Overview: 11-Deoxycortisol TestIntroduction: The 11-Deoxycortisol Test checks how well your adrenal glands produce hormones to diagnose Congenital Adrenal Hyperplasia (CAH), a condition that can affect growth, puberty, or hormone balance, causing issues like fatigue or irregular periods. Affecting approximately 1 in 10,000 to 1 in 15,000 newborns worldwide, CAH is a group of inherited disorders with varying severity, often presenting in infancy or childhood, and is more prevalent in certain ethnic groups like Ashkenazi Jews or Yupik Eskimos. Aligned with 2023 Endocrine Society guidelines, it uses liquid chromatography-mass spectrometry (LC-MS/MS) for high specificity, supporting adrenal issue screening. This test is critical for guiding diagnosis, treatment planning, and improving outcomes in endocrinology, especially in regions where genetic screening is limited, posing diagnostic challenges due to overlapping symptoms with Addison's disease, polycystic ovary syndrome, or Cushing's syndrome.

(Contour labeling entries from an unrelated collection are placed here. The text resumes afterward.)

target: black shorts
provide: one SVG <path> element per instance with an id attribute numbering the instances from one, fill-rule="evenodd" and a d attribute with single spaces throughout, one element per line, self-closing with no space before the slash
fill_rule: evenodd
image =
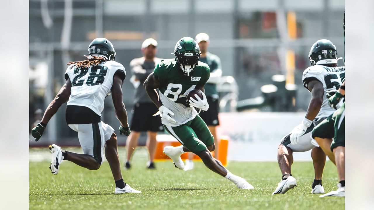
<path id="1" fill-rule="evenodd" d="M 206 111 L 202 111 L 199 115 L 208 126 L 216 126 L 220 125 L 218 120 L 218 112 L 220 110 L 218 99 L 206 96 L 206 100 L 209 105 L 209 108 Z"/>
<path id="2" fill-rule="evenodd" d="M 133 115 L 130 129 L 138 132 L 163 131 L 160 115 L 152 116 L 158 111 L 153 103 L 135 104 L 131 110 Z"/>

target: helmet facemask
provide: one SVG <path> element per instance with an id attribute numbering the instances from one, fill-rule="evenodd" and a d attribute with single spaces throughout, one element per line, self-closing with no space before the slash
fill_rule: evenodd
<path id="1" fill-rule="evenodd" d="M 190 76 L 190 73 L 193 71 L 199 62 L 199 59 L 200 55 L 193 55 L 189 54 L 192 53 L 186 53 L 184 55 L 178 55 L 177 52 L 174 53 L 177 58 L 177 66 L 182 71 L 187 74 L 187 75 Z"/>

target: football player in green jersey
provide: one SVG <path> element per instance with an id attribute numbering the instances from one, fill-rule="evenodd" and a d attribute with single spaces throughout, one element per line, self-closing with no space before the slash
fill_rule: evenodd
<path id="1" fill-rule="evenodd" d="M 144 83 L 148 96 L 160 111 L 161 121 L 168 132 L 182 145 L 168 146 L 163 152 L 174 162 L 175 167 L 184 168 L 181 155 L 192 152 L 198 155 L 208 168 L 232 182 L 240 189 L 253 187 L 244 179 L 234 175 L 213 157 L 210 151 L 215 146 L 206 124 L 195 108 L 206 111 L 209 108 L 206 97 L 195 96 L 197 100 L 187 101 L 188 93 L 194 89 L 203 93 L 210 70 L 206 64 L 199 62 L 200 50 L 192 38 L 184 37 L 177 43 L 175 59 L 162 61 Z M 158 88 L 160 94 L 156 90 Z"/>
<path id="2" fill-rule="evenodd" d="M 201 52 L 199 61 L 208 64 L 211 71 L 210 77 L 206 81 L 204 88 L 205 90 L 204 93 L 206 96 L 206 101 L 209 105 L 209 109 L 206 112 L 199 113 L 199 115 L 206 124 L 209 130 L 214 138 L 214 144 L 215 145 L 216 148 L 213 157 L 215 158 L 218 159 L 218 151 L 220 150 L 218 145 L 220 145 L 220 143 L 216 127 L 220 125 L 218 118 L 220 105 L 219 96 L 216 86 L 222 75 L 221 60 L 217 55 L 208 51 L 208 46 L 210 43 L 209 36 L 208 34 L 205 33 L 197 34 L 195 37 L 195 40 L 199 44 L 199 47 Z M 187 171 L 193 169 L 193 154 L 191 152 L 189 153 L 188 159 L 186 160 L 186 167 L 183 169 L 184 170 Z"/>
<path id="3" fill-rule="evenodd" d="M 337 109 L 337 105 L 345 95 L 345 81 L 333 95 L 328 92 L 329 105 Z M 320 196 L 344 197 L 345 195 L 344 163 L 345 138 L 344 136 L 345 103 L 337 110 L 325 119 L 313 129 L 312 136 L 319 146 L 336 165 L 339 177 L 338 189 Z M 333 140 L 333 138 L 334 138 Z"/>

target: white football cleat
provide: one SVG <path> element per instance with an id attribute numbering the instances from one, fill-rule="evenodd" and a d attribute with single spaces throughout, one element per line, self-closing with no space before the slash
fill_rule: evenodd
<path id="1" fill-rule="evenodd" d="M 251 185 L 250 184 L 248 183 L 248 182 L 245 180 L 241 177 L 239 177 L 238 179 L 237 183 L 235 184 L 236 185 L 236 187 L 239 189 L 254 189 L 253 186 Z"/>
<path id="2" fill-rule="evenodd" d="M 179 148 L 171 146 L 167 146 L 164 148 L 163 153 L 171 158 L 175 167 L 182 170 L 184 169 L 184 163 L 181 158 L 181 155 L 182 154 L 180 154 Z"/>
<path id="3" fill-rule="evenodd" d="M 312 194 L 321 194 L 325 193 L 325 189 L 324 186 L 321 185 L 317 185 L 312 190 L 310 193 Z"/>
<path id="4" fill-rule="evenodd" d="M 116 188 L 114 189 L 114 194 L 122 194 L 123 193 L 141 193 L 141 191 L 132 189 L 127 184 L 126 184 L 126 185 L 123 188 Z"/>
<path id="5" fill-rule="evenodd" d="M 296 180 L 292 176 L 290 176 L 284 180 L 280 181 L 278 183 L 278 186 L 275 189 L 275 191 L 273 193 L 274 194 L 284 194 L 290 189 L 294 188 L 296 185 Z"/>
<path id="6" fill-rule="evenodd" d="M 61 151 L 61 148 L 55 144 L 50 145 L 49 148 L 50 151 L 52 153 L 52 161 L 50 162 L 49 169 L 52 173 L 57 175 L 60 168 L 60 164 L 64 160 L 62 152 Z"/>
<path id="7" fill-rule="evenodd" d="M 322 195 L 319 196 L 320 198 L 323 198 L 327 196 L 337 196 L 338 197 L 344 197 L 346 194 L 346 189 L 344 187 L 341 186 L 341 185 L 340 183 L 338 184 L 338 189 L 337 190 L 331 191 L 329 192 L 328 192 L 324 195 Z"/>
<path id="8" fill-rule="evenodd" d="M 193 169 L 193 161 L 192 160 L 186 160 L 186 165 L 184 166 L 184 171 L 192 170 Z"/>

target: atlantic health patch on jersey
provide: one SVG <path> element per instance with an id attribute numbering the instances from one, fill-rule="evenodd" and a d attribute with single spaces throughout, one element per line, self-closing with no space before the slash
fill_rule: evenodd
<path id="1" fill-rule="evenodd" d="M 199 81 L 200 80 L 200 79 L 201 77 L 191 77 L 191 81 Z"/>

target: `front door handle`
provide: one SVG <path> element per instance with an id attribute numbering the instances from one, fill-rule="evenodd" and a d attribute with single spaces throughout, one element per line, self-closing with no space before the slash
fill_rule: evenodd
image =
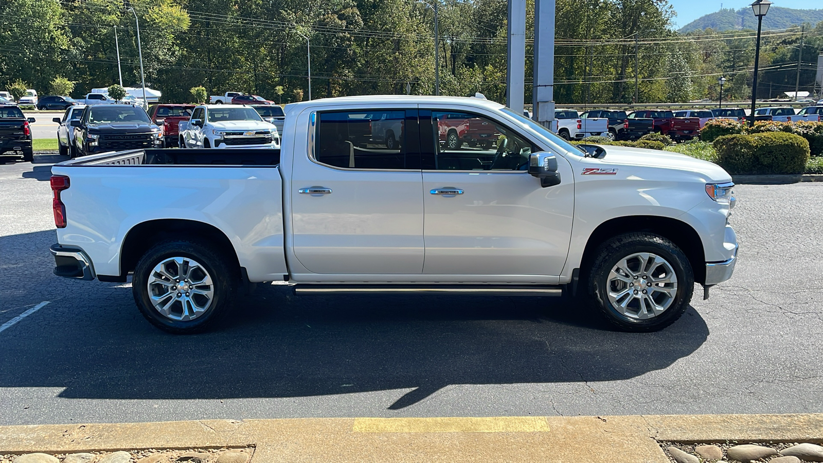
<path id="1" fill-rule="evenodd" d="M 306 193 L 309 194 L 325 194 L 331 192 L 332 192 L 331 188 L 317 188 L 317 187 L 301 188 L 297 190 L 297 193 Z"/>

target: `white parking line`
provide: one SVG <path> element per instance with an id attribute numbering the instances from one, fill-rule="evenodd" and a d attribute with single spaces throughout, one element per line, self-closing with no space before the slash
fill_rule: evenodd
<path id="1" fill-rule="evenodd" d="M 18 321 L 23 320 L 24 318 L 29 316 L 30 315 L 31 315 L 31 314 L 36 312 L 37 311 L 42 309 L 43 307 L 44 307 L 46 306 L 46 304 L 48 304 L 51 301 L 45 301 L 44 302 L 40 302 L 40 304 L 37 304 L 34 307 L 31 307 L 30 309 L 26 311 L 25 312 L 20 314 L 17 316 L 12 318 L 12 320 L 7 321 L 6 323 L 3 323 L 2 325 L 0 325 L 0 333 L 2 333 L 7 328 L 11 328 L 12 325 L 14 325 L 15 324 L 16 324 Z"/>

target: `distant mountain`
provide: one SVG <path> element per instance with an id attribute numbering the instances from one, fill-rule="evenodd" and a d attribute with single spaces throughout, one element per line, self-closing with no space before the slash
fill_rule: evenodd
<path id="1" fill-rule="evenodd" d="M 823 10 L 795 10 L 772 7 L 769 14 L 763 18 L 763 30 L 784 29 L 792 26 L 799 26 L 804 22 L 811 23 L 814 27 L 819 21 L 823 21 Z M 737 29 L 757 29 L 757 18 L 751 8 L 742 8 L 734 11 L 724 8 L 719 12 L 704 15 L 684 26 L 681 34 L 692 30 L 702 30 L 707 27 L 717 30 L 734 30 Z"/>

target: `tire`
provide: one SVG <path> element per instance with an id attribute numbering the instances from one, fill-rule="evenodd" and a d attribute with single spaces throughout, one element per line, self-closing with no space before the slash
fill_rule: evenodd
<path id="1" fill-rule="evenodd" d="M 184 278 L 178 278 L 181 274 Z M 175 287 L 178 280 L 183 281 Z M 188 280 L 203 284 L 189 286 Z M 230 307 L 239 281 L 237 269 L 212 247 L 168 241 L 149 249 L 137 262 L 132 293 L 151 325 L 184 334 L 203 331 L 219 320 Z"/>
<path id="2" fill-rule="evenodd" d="M 446 147 L 449 149 L 458 149 L 460 147 L 460 138 L 458 137 L 458 133 L 454 130 L 449 130 L 449 133 L 446 134 Z"/>
<path id="3" fill-rule="evenodd" d="M 621 330 L 662 330 L 679 319 L 691 301 L 691 264 L 667 238 L 649 232 L 619 235 L 602 244 L 594 256 L 584 282 L 586 297 Z M 651 272 L 668 283 L 647 279 Z"/>

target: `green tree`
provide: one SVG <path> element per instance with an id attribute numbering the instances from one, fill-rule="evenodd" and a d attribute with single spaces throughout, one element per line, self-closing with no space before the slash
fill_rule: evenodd
<path id="1" fill-rule="evenodd" d="M 202 105 L 208 98 L 208 93 L 206 91 L 206 87 L 203 86 L 193 87 L 188 89 L 188 92 L 192 94 L 192 96 L 194 98 L 194 102 L 198 105 Z"/>
<path id="2" fill-rule="evenodd" d="M 26 95 L 26 91 L 29 89 L 29 84 L 17 79 L 6 88 L 8 89 L 8 92 L 12 94 L 12 96 L 14 96 L 15 100 L 20 101 L 20 98 Z"/>
<path id="3" fill-rule="evenodd" d="M 53 95 L 61 95 L 67 96 L 74 91 L 74 84 L 77 82 L 70 81 L 63 76 L 58 76 L 49 83 Z"/>
<path id="4" fill-rule="evenodd" d="M 126 91 L 119 84 L 114 84 L 109 87 L 109 96 L 115 101 L 120 101 L 126 97 Z"/>

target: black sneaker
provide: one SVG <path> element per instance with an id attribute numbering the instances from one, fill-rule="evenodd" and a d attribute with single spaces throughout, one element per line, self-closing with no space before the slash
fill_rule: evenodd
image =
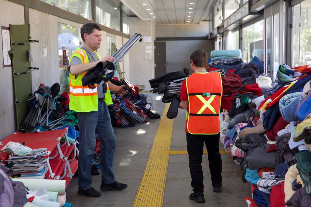
<path id="1" fill-rule="evenodd" d="M 215 193 L 220 193 L 221 192 L 222 187 L 222 184 L 221 183 L 216 184 L 213 186 L 213 187 L 214 188 L 213 191 Z"/>
<path id="2" fill-rule="evenodd" d="M 100 186 L 100 190 L 103 191 L 109 191 L 114 190 L 115 191 L 122 191 L 127 187 L 128 185 L 123 183 L 120 183 L 115 181 L 111 184 L 106 184 L 103 182 L 102 182 Z"/>
<path id="3" fill-rule="evenodd" d="M 91 188 L 85 191 L 79 190 L 78 191 L 78 194 L 85 196 L 88 197 L 98 197 L 101 196 L 101 193 L 98 192 L 93 188 Z"/>
<path id="4" fill-rule="evenodd" d="M 195 201 L 197 203 L 205 203 L 204 195 L 202 192 L 192 193 L 189 196 L 189 199 Z"/>

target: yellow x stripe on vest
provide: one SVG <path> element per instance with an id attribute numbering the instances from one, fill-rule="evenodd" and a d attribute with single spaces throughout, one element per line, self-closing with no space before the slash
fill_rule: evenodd
<path id="1" fill-rule="evenodd" d="M 207 108 L 208 108 L 210 109 L 210 110 L 214 114 L 216 113 L 216 112 L 215 111 L 215 109 L 211 105 L 211 103 L 214 100 L 215 97 L 216 96 L 216 95 L 213 95 L 211 97 L 211 98 L 207 101 L 206 101 L 204 99 L 204 98 L 201 95 L 197 95 L 196 96 L 199 98 L 199 99 L 204 104 L 204 105 L 202 107 L 202 108 L 200 109 L 199 112 L 197 113 L 197 114 L 200 114 L 202 113 Z"/>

Other Names: 11-DC Assay, Compound S Test.
FDA Status: Laboratory-developed test (LDT), meeting endocrinology standards for diagnostic accuracy.
Historical Milestone: 11-Deoxycortisol testing began in the 1960s with adrenal disorder research led by Lawson Wilkins, who advanced understanding of CAH through hormone profiling techniques. The introduction of LC-MS/MS in the 2000s by researchers like Michael Holick revolutionized precision, allowing detection of subtle hormone imbalances, a significant leap from earlier radioimmunoassay methods that lacked sensitivity for neonatal screening and often missed mild cases.
Purpose: Measures 11-deoxycortisol levels to diagnose CAH, guides hormone replacement therapy with glucocorticoids or mineralocorticoids, and evaluates patients with fatigue, irregular periods, or ambiguous genitalia, helping prevent life-threatening adrenal crises, particularly in salt-wasting forms of the disease that can lead to shock if untreated.
Test Parameters: 11-Deoxycortisol levels
Pretest Condition: Fasting preferred for 8-12 hours to minimize dietary interference and stabilize hormone levels. Collect serum or plasma. Report history of fatigue, irregular periods, adrenal symptoms, or family history of endocrine disorders.
Specimen: Serum (SST, 2-5 mL), Plasma (EDTA, 2-4 mL); 2 mL serum in SST. Transport in a biohazard container to prevent degradation.
Sample Stability at Room Temperature: 2 hours
Sample Stability at Refrigeration: 24 hours
Sample Stability at Frozen: 1 month
Medical History: Document fatigue, irregular periods, or history of adrenal issues. Include current medications, especially corticosteroids, and any recent stress, illness, or surgical procedures that might affect adrenal function.
Consent: Written consent required, detailing the test's purpose, CAH implications (e.g., salt-wasting crises, gender ambiguity), and risks of sample collection, ensuring patients understand potential genetic counseling needs and long-term monitoring requirements.
Procedural Considerations: Uses LC-MS/MS to measure 11-deoxycortisol levels, requiring specialized laboratories with calibrated equipment like Agilent 6495 triple quadrupole systems and trained technicians. Results are available in 1-2 days, supporting clinical decisions. Performed in laboratories, often for CAH or adrenal insufficiency diagnosis, with strict protocols to avoid contamination or hemolysis, which can invalidate results and delay treatment.
Factors Affecting Result Accuracy: Improper fasting, sample hemolysis, or exposure to heat can affect results. Stress, medications like prednisone, or recent surgery may elevate levels, necessitating repeat testing or ACTH stimulation to clarify findings and ensure accurate diagnosis.
Clinical Significance: Elevated 11-deoxycortisol confirms CAH, guiding glucocorticoid or mineralocorticoid therapy to normalize hormone levels. For example, a child with salt-wasting CAH might avoid adrenal crises with early hydrocortisone treatment, while adults with non-classic CAH might manage fertility issues or hirsutism. Normal levels may require ACTH stimulation testing to rule out milder forms, impacting long-term growth, puberty, and reproductive health.
Specialist Consultation: Consult an endocrinologist for result interpretation and treatment planning, especially for pediatric or pregnant patients, where dosage adjustments and prenatal care are critical to prevent complications.
Additional Supporting Tests: ACTH stimulation test, 17-hydroxyprogesterone, or genetic testing (e.g., CYP21A2 mutations) to confirm CAH diagnosis and subtype, aiding in personalized therapy and family screening.
Test Limitations: Non-specific for CAH subtype; clinical correlation with symptoms and family history is needed. Sample quality affects sensitivity, and false negatives may occur in early infancy without ACTH challenge, requiring follow-up testing.
References: Endocrine Society Guidelines, 2023; Journal of Clinical Endocrinology, Speiser PW, 2022.